In physics, the plasmaron was proposed by Lundqvist in 1967 as a quasiparticle arising in a system that has strong plasmon-electron interactions. In the original work, the plasmaron was proposed to describe a secondary peak (or satellite) in the photoemission spectral function of the electron gas. More precisely it was defined as an additional zero of the quasi-particle equation $(\omega-\epsilon_H -Re[\Sigma(\omega)]=0)$. The same authors pointed out, in a subsequent work, that this extra solution might be an artifact of the used approximations:

We want to stress again that the discussion we have given of the one-electron spectrum is based on the assumption that vertex corrections are small.

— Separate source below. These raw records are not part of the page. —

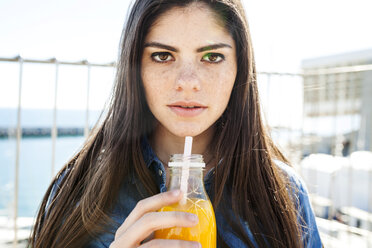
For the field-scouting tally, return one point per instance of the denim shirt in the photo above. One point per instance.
(132, 191)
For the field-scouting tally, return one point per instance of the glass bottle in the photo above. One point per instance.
(195, 201)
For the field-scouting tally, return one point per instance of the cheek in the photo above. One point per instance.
(221, 82)
(156, 84)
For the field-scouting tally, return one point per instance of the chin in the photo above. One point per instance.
(188, 130)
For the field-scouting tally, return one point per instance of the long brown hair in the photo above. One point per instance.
(247, 177)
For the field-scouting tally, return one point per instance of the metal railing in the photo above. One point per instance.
(276, 91)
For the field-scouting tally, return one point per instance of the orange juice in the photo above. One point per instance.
(204, 232)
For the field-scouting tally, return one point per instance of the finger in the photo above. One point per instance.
(153, 221)
(160, 243)
(149, 204)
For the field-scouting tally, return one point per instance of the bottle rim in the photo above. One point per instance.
(190, 164)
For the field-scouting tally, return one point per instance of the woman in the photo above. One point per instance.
(185, 68)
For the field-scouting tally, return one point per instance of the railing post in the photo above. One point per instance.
(54, 127)
(18, 150)
(86, 129)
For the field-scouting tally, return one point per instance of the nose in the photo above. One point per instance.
(187, 79)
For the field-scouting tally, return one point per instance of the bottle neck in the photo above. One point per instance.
(195, 182)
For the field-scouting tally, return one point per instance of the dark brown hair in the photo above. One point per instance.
(248, 181)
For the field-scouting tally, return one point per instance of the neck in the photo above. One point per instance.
(165, 144)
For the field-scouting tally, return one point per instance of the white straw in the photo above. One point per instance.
(185, 167)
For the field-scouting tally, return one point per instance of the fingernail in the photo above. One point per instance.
(193, 217)
(176, 192)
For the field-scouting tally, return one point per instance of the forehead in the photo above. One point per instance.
(196, 22)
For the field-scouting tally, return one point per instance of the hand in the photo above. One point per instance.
(144, 220)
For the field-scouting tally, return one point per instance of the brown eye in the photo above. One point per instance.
(213, 58)
(161, 57)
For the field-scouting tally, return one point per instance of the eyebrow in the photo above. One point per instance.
(201, 49)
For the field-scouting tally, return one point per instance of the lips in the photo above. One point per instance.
(187, 109)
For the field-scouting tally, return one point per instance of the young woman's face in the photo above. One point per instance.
(188, 70)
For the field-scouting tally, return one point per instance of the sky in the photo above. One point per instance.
(283, 33)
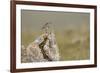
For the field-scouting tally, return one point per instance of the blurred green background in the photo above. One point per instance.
(71, 30)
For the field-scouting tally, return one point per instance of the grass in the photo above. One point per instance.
(73, 44)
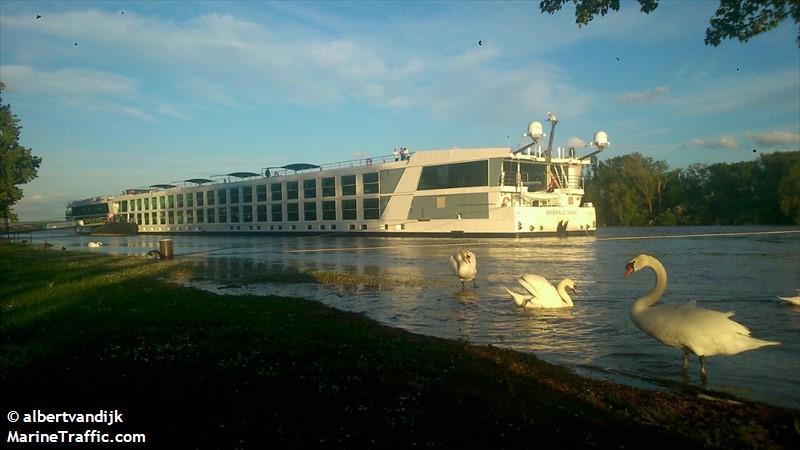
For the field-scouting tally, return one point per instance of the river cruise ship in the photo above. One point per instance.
(486, 192)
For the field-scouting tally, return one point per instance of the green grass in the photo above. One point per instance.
(197, 370)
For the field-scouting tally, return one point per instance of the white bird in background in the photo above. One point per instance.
(700, 331)
(793, 300)
(464, 264)
(542, 294)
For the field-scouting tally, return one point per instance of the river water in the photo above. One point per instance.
(596, 337)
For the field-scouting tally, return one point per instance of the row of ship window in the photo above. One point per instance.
(370, 209)
(232, 195)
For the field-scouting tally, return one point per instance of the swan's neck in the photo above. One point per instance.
(648, 300)
(562, 291)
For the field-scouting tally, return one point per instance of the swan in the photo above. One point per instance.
(702, 332)
(542, 293)
(464, 264)
(793, 300)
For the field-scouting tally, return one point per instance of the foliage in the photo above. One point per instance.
(636, 190)
(17, 164)
(740, 19)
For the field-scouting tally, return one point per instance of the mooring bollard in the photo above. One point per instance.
(165, 247)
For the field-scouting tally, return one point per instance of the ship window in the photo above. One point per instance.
(370, 181)
(349, 209)
(292, 211)
(348, 185)
(371, 208)
(291, 190)
(329, 210)
(309, 188)
(276, 192)
(234, 196)
(277, 212)
(310, 211)
(329, 187)
(446, 176)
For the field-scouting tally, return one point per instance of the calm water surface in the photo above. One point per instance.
(742, 274)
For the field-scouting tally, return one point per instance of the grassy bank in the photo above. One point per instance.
(191, 369)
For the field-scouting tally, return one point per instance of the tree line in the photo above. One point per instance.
(633, 190)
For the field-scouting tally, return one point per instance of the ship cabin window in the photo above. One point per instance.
(448, 176)
(247, 194)
(348, 184)
(234, 196)
(277, 212)
(370, 181)
(329, 210)
(292, 212)
(291, 190)
(329, 187)
(371, 208)
(309, 188)
(349, 209)
(276, 193)
(310, 211)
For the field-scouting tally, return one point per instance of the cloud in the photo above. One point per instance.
(723, 142)
(775, 138)
(644, 97)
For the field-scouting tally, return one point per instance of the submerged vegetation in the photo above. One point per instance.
(633, 190)
(194, 369)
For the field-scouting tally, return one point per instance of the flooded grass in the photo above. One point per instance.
(194, 369)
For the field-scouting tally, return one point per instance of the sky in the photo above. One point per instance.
(114, 95)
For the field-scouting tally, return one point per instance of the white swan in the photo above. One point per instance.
(700, 331)
(464, 265)
(793, 300)
(542, 293)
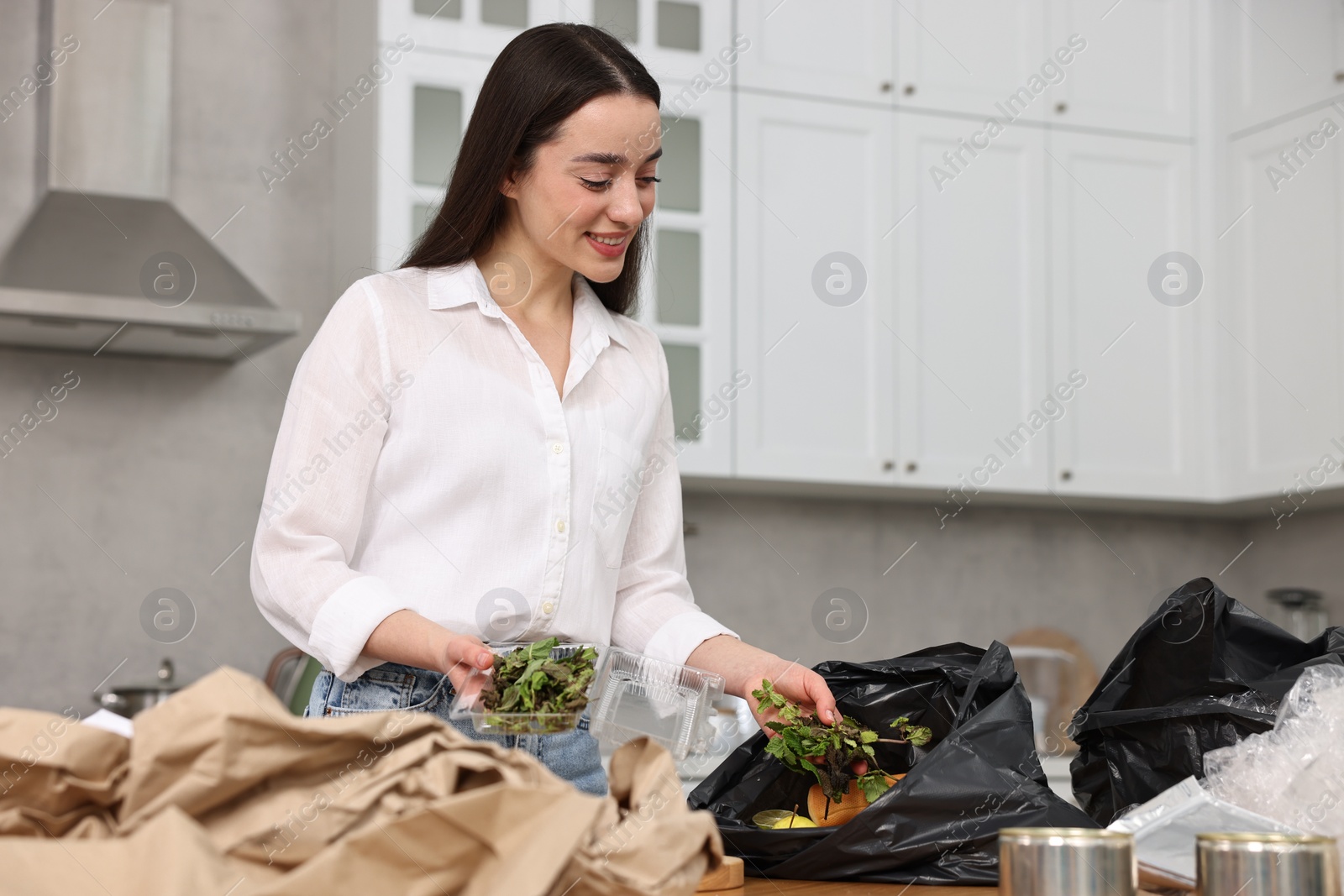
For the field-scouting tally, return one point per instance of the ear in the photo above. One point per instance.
(512, 184)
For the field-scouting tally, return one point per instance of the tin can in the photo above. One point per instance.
(1066, 862)
(1236, 864)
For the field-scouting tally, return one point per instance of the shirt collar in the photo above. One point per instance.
(457, 285)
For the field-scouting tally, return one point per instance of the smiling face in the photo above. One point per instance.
(591, 187)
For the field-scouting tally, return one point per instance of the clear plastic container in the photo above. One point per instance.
(468, 701)
(638, 696)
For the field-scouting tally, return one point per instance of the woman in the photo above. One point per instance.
(470, 446)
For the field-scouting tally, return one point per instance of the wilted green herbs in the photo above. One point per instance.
(837, 746)
(528, 680)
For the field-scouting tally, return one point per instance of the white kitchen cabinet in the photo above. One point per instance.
(1278, 316)
(815, 179)
(1117, 204)
(1135, 71)
(689, 289)
(819, 47)
(972, 345)
(1283, 55)
(474, 27)
(947, 65)
(407, 190)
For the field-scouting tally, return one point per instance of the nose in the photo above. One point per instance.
(624, 206)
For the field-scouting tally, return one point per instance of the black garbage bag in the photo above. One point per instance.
(938, 825)
(1203, 672)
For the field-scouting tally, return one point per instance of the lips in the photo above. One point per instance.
(606, 249)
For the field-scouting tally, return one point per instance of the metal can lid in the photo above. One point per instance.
(1236, 837)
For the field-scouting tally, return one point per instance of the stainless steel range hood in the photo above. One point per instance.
(105, 264)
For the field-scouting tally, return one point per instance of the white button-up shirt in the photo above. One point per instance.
(427, 463)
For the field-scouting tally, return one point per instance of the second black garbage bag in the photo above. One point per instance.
(938, 825)
(1202, 672)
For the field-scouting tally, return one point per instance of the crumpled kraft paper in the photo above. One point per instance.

As discussed in the next section recent work by Langreth [29] shows that vertex corrections in the core electron problem can have a quite large effect on the form of satellite structures, while their effect on the quasi particle properties seems to be small. Preliminary investigations by one of us (L.H.) show similar strong vertex effects on the conduction band satellite. The details of the plasmaron structure should thus not be taken very seriously.
 A more mathematical discussion is provided.

The plasmaron was also studied in more recent works in the literature. It was shown, also with the support of the numerical simulations, that the plasmaron energy is an artifact of the approximation used to numerically compute the spectral function, e.g. solution of the dyson equation for the many body green function with a frequency dependent GW self-energy. This approach give rise to a wrong plasmaron peak instead of the plasmon satellite which can be measured experimentally.

Despite this fact, experimental observation of a plasmaron was reported in 2010 for graphene.

Also supported by earlier theoretical work. However subsequent works discussed that the theoretical interpretation of the experimental measure was not correct, in agreement with the fact that the plasmaron is only an artifact of the GW self-energy used with the Dyson equation. The artificial nature of the plasmaron peak was also proven via the comparison of experimental and numerical simulations for the photo-emission spectrum of bulk silicon. Other works on plasmaron have been published in the literature.

Observation of plasmaron peaks have also been reported in optical measurements of elemental bismuth and in other optical measurements.